ディープシークにトランプ大統領はどう反応したのか?
実際にディープシークがどこまで革新的な技術を開発したのかに関しては、専門家の間でも意見が分かれているが(実際に27日に価格が下落したテクノロジー関連株は、翌日ある程度まで値を戻している)、一定のイノベーションを実現したことは間違いないと見られている。この事態に、米政府はどう反応しているのだろうか。
1月に新政権を発足させたばかりのトランプ大統領は、意外に思われるかもしれないが、早々と「敗北宣言」とも取れる発言をしている。
報道によれば、トランプ大統領は1月27日の夕方に開催された下院共和党議員の集会で、ディープシークが低コストで優れたAIモデルを開発したことは「前向きな発展」であり、「より高速で、より安価にAIを開発できる未来」をもたらすものと称賛。その上で、今回の発表が米国の産業界にとって「勝つための競争に全力を注ぐ必要があるという警鐘となるはずだ」と述べた。
トランプ大統領は就任直後から、米国内でのAI開発を積極的に推進する姿勢を取っている。
たとえば1月21日、バイデン前政権が2023年に発布していた、AIがもたらすリスクへの対応を義務付ける大統領令を撤廃。翌日の1月22日には、ソフトバンクグループとオラクル、そしてOpenAIの3社が、米国内でのAI関連インフラ整備を進める事業「スターゲート」を開始することを明らかにしている。
この事業には今後4年間で5000億ドル、日本円にして77兆円を超える投資が行われるそうだ。
それだけに、「本当にこれだけの巨額が投じられるのか」と計画を疑問視する声もあり、彼の盟友であるはずのイーロン・マスクも、「彼ら(計画に参加している3社)には金がない」とXに投稿している(ただこの発言の方こそ事実ではないとの指摘も出ている。
トランプ大統領にしてみれば、ディープシークの成功を知って、「ほら見たことか」という思いだったのかもしれない。ぐだぐだ言っているうちに中国企業に追い抜かされるぞ、というわけだ。

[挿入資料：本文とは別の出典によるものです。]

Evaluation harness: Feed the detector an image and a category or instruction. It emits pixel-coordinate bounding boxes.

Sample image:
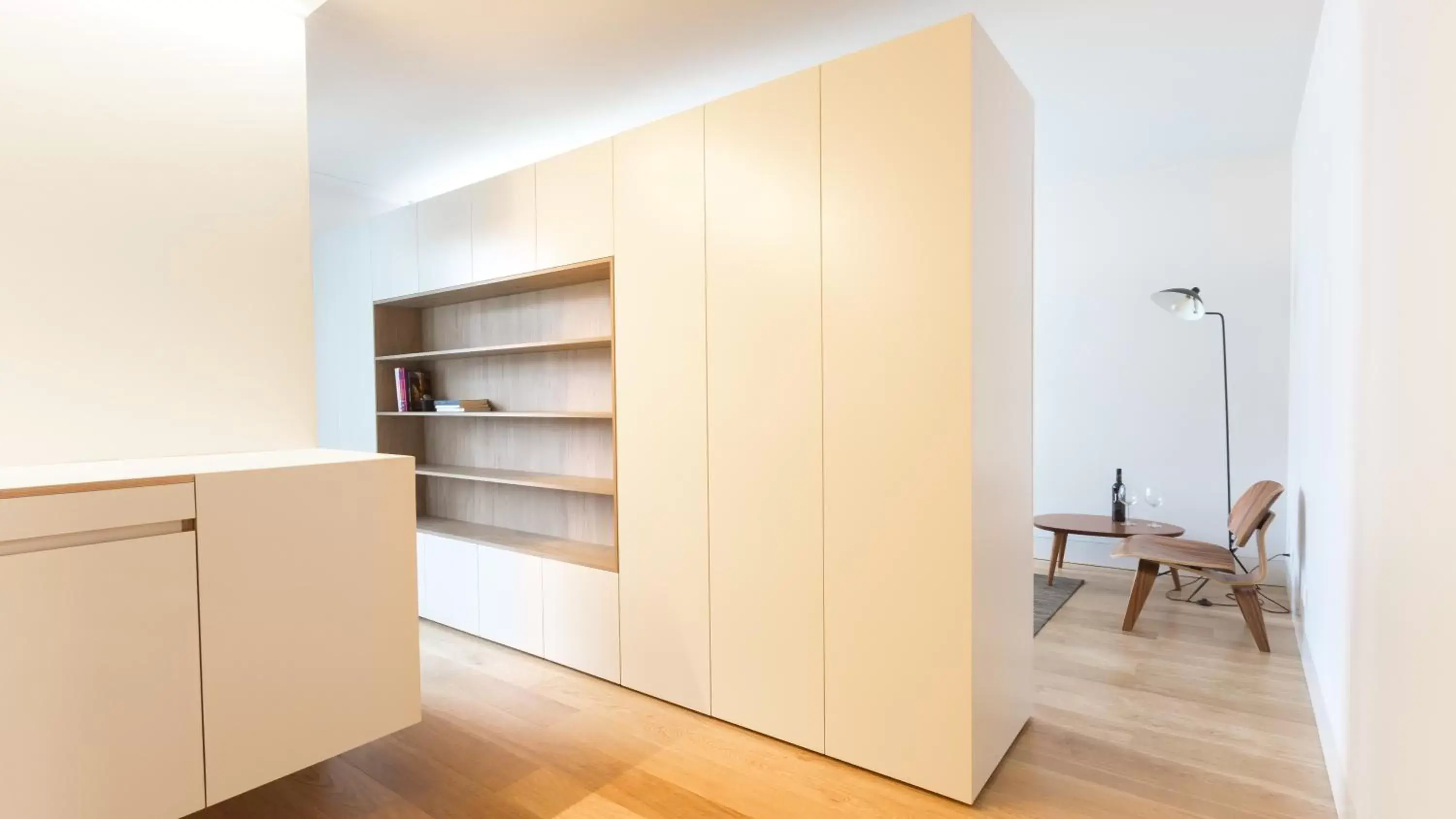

あるいは、AI開発には膨大な予算が必要だと主張する大手テック企業に対し、「中国企業にできるのだから、もっと効率的にやれるだろう?」というメッセージを出したかったのかもしれない。いずれにせよ、ディープシークの優位性を疑問視するより、それを受け入れて米国の産業界を鼓舞する発言を行っているのである。